Private Equity and the Hacking of the New York Subway System
Another day, another cyber security problem caused by a PE owned software firm.
|Matt Stoller||Jun 3||8||1|
Welcome to BIG, a newsletter on the politics of monopoly power. If you’d like to sign up to receive issues over email, you can do so here.
Oh look, a hack of the New York subway system.
A hacking group believed to have links to the Chinese government penetrated the Metropolitan Transportation Authority’s computer systems in April, exposing vulnerabilities in a vast transportation network that carries millions of people every day, according to an M.T.A. document that outlined the breach.
These hacks are becoming commonplace, but it’s not just because everything is connected to the internet. It turns out, hackers got in through commercial software.
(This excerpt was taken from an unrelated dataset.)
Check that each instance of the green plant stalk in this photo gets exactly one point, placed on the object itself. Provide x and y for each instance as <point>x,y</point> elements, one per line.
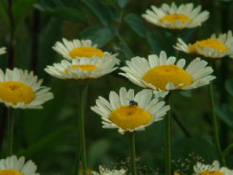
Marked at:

To gain access to the M.T.A. and other systems, the hackers took advantage of vulnerabilities in Pulse Connect Secure, a widely used connectivity tool that offers workers remote access to their employers’ networks.
Pulse Connect Secure is owned by Ivanti, a software roll-up owned by private equity firms Clearlake Capital Group, L.P. and TA Associates. I’ve written about the dangers of private equity owning cybersecurity firms - Solar Winds was such a case. (In fact, Thoma Bravo partners - which owns Solar Winds - continues to snap up cybersecurity and compliance firms such as Proofpoint.)
I’ve gone through job reviews on Glassdoor and Indeed, and Ivanti seems to be a typical PE roll-up, ruining the product quality, offshoring jobs and firing people, and just generally destroying enterprise value. Here’s a typical review.
This company used to be the mature example of what a software company in the Silicon slopes should be. Former C-Suite cared about their employees, they were willing to adjust to changing conditions and they got to know who we are. The former leadership team was that...a team, and they included all of us in it. The previous CMO was amazing, he knew his team and their capabilities. He made us want to work harder not because we were in fear, but because we were loyal to him and we know he cared.
The current leadership group is there to squeeze anything they can out of that company. They are all there to make the most of the shares they own and care little about the future of the organization. All that they have done was divide the organization. They've hampered creativity and production. Literally, everyone on my team lived day to day in fear. It's no way to live. They think nothing (and this really happened) of laying off a sales leader, just to bring them back, just to lay them off again. That's a MESS! They won't promote current employees, in fact, they seem to revel in the idea that they are hiring outside of little Utah. I have known rockstar leaders who were up ready for a promotion that weren't even allowed to interview.
The story is likely similar to Solar Winds - a badly managed company that doesn’t deal with problems so its owner can suck out cash.